Asyncio web crawling framework. Work in progress.

Geek Repo:Geek Repo

Github PK Tool:Github PK Tool

Proxies

0xJatto opened this issue · comments

commented

Greetings,

I'm interested to see how you manage proxies, I want to keep things simple and not have an established DB that manages the status/state of proxies.

For me, I want to place proxies on a cooldown list if they trigger a failed response due to abuse of the targetted site. I was thinking, I would use a Python Dic, and append some kind of notification of a proxies state. either ready to be used, or skip proxy and timestamp it, so it could return to the active pool of proxies after 15-25mins.
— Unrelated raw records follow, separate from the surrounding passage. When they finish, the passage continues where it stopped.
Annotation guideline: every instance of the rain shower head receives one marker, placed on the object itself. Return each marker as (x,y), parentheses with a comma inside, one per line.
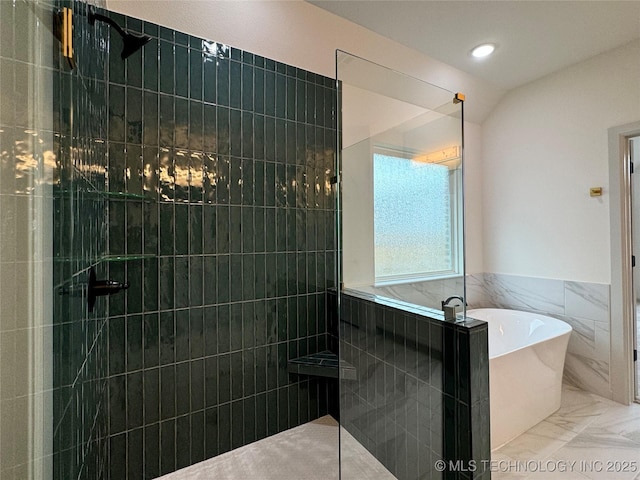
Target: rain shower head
(131,42)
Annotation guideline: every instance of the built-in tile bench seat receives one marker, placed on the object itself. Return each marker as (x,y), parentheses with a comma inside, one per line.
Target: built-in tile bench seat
(322,364)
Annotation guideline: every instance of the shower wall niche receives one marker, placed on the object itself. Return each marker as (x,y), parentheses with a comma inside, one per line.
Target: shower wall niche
(216,206)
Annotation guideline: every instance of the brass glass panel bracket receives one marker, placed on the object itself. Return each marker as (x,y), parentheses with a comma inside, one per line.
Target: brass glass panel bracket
(63,30)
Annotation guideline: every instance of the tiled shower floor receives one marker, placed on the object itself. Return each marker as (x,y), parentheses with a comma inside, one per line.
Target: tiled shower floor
(589,437)
(307,452)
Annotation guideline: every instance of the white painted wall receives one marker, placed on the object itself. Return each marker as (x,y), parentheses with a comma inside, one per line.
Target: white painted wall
(543,147)
(298,33)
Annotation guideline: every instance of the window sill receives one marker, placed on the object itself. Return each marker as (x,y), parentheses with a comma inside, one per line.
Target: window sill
(402,281)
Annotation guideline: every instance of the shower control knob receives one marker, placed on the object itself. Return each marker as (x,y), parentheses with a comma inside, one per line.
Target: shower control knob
(98,288)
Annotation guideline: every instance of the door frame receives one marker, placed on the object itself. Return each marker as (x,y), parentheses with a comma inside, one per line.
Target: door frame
(622,301)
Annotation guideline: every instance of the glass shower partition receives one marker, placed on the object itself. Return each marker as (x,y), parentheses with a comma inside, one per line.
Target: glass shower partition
(27,164)
(402,246)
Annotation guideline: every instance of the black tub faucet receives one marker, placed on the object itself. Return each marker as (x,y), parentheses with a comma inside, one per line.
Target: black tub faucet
(450,310)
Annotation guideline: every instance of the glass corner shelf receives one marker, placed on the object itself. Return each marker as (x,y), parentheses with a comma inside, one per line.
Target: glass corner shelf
(127,196)
(126,258)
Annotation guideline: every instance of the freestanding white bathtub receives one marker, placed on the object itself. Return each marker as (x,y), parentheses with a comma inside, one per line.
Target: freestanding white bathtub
(526,360)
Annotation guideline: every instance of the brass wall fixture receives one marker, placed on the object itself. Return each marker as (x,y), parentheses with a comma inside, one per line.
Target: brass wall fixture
(63,30)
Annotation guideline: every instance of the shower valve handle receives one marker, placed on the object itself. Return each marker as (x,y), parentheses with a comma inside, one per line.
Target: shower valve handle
(99,288)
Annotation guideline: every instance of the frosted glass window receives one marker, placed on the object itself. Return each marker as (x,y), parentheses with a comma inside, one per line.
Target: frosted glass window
(413,227)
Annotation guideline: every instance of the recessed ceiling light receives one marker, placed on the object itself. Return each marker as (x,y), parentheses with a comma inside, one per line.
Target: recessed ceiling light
(483,50)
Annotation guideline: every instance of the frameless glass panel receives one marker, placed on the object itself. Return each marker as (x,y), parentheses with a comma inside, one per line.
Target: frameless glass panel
(401,232)
(401,185)
(27,162)
(634,154)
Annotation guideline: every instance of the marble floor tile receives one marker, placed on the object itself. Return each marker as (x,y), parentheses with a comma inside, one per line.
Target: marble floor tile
(589,437)
(538,442)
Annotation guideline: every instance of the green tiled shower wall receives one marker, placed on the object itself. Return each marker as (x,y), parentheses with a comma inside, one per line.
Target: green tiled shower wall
(227,221)
(80,341)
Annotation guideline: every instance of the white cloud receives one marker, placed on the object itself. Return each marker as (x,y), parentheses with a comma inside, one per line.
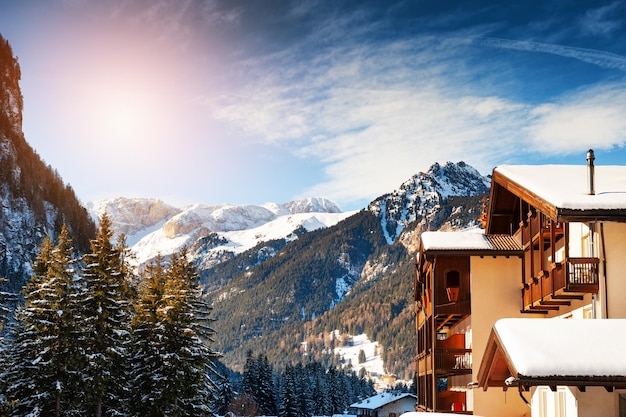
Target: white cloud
(601,59)
(590,118)
(376,113)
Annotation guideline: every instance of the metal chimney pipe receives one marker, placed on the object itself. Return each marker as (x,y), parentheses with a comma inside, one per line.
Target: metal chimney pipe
(590,171)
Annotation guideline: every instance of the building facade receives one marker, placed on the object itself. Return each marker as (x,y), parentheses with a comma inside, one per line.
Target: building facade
(552,247)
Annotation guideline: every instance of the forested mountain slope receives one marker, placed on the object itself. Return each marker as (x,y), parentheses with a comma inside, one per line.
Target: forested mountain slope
(34,202)
(354,277)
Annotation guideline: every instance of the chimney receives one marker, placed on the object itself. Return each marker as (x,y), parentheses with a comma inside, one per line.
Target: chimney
(590,171)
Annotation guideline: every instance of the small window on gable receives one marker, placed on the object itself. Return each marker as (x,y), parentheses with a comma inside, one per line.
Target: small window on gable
(453,284)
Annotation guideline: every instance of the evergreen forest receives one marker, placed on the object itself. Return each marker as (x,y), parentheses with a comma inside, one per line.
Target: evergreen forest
(93,338)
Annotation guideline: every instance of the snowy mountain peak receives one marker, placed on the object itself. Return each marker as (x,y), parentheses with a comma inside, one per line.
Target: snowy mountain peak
(131,215)
(420,197)
(308,205)
(153,227)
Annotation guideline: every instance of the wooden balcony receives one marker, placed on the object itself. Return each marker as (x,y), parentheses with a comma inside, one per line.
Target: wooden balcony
(451,358)
(450,362)
(563,282)
(452,401)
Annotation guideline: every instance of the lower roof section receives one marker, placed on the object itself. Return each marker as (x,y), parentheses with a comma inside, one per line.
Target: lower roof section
(572,352)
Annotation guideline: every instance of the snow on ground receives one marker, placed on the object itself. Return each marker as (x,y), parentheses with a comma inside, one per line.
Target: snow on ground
(373,364)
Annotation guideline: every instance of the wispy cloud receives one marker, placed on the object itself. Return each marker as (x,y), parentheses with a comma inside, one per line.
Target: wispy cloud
(602,59)
(397,106)
(591,117)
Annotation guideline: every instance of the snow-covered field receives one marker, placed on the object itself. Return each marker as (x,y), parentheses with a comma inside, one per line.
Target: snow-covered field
(374,367)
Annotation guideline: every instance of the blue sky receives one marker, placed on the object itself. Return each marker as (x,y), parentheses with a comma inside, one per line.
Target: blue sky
(246,102)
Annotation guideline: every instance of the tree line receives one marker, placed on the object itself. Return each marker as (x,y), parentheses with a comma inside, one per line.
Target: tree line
(301,390)
(94,339)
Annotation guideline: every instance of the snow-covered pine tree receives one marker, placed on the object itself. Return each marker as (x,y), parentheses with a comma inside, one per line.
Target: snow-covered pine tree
(288,402)
(43,370)
(266,393)
(173,365)
(105,316)
(149,375)
(250,378)
(6,298)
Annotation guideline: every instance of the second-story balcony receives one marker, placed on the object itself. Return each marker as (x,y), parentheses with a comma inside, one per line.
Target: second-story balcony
(564,281)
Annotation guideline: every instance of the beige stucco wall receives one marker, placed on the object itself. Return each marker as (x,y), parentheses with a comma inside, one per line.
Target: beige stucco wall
(495,285)
(615,244)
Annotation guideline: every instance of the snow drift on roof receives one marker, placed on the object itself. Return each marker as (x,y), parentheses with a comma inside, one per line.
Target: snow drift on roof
(471,240)
(565,186)
(564,347)
(379,400)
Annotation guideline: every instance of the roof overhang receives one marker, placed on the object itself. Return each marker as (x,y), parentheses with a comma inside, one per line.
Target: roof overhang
(530,352)
(558,192)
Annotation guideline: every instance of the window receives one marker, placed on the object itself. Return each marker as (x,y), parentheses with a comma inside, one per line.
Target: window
(622,405)
(453,283)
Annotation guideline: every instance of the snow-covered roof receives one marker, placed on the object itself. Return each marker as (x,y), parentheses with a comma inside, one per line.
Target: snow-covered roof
(427,414)
(541,347)
(564,351)
(566,186)
(469,240)
(380,400)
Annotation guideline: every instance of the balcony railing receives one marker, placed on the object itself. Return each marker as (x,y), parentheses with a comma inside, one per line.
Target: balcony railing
(582,275)
(453,361)
(570,279)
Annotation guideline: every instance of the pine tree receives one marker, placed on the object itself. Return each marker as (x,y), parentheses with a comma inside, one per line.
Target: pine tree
(105,314)
(6,299)
(289,405)
(265,395)
(43,372)
(173,366)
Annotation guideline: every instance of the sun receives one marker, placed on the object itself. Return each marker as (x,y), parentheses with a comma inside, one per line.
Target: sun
(121,120)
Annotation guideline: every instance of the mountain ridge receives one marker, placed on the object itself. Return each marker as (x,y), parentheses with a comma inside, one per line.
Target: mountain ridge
(351,275)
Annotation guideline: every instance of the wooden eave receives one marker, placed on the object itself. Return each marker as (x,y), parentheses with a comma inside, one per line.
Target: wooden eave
(496,367)
(474,252)
(500,182)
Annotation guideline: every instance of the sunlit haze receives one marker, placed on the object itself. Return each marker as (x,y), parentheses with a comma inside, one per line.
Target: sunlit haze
(246,102)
However, with more than one worker, I'm confused at how to share this information among them within a Asyncio framework.

Hello,

Sorry for the slow reply.

I would probably look to write a simple class to handle this sort of logic.

import asyncio
import time
from typing import List, Dict

from async_timeout import timeout


class ProxyManager:

    def __init__(self, back_off: int):
        self._proxies: Dict[str, dict] = dict()
        self._back_off = back_off

    def load_proxies(self, proxies: List[str]) -> None:
        for p in proxies:
            self._proxies[p] = {'time': time.time(), 'status': 'working'}

    def broken_proxy(self, proxy: str) -> None:
        self._proxies[proxy] = {'time': time.time(), 'status': 'broken'}

    async def get_working_proxy(self, wait: int) -> str:
        while True:
            async with timeout(wait):
                for k, v in self._proxies.items():
                    if v['status'] == 'working':
                        return k
                    if v['time'] < time.time() - self._back_off:
                        self._proxies[k] = {'time': time.time(), 'status': 'working'}
                        return k
                await asyncio.sleep(0.001)

The above class does roughly what you want and can be pretty easily customized for your needs. Let me know what you think of it, knocked it up rather quickly.

There are different ways to share this information between different workers. For instance you could initialize the class and then pass the class into each async worker. Or you could embed in the class within your class. The best way to do this is really going to depend on how you have currently structured your program.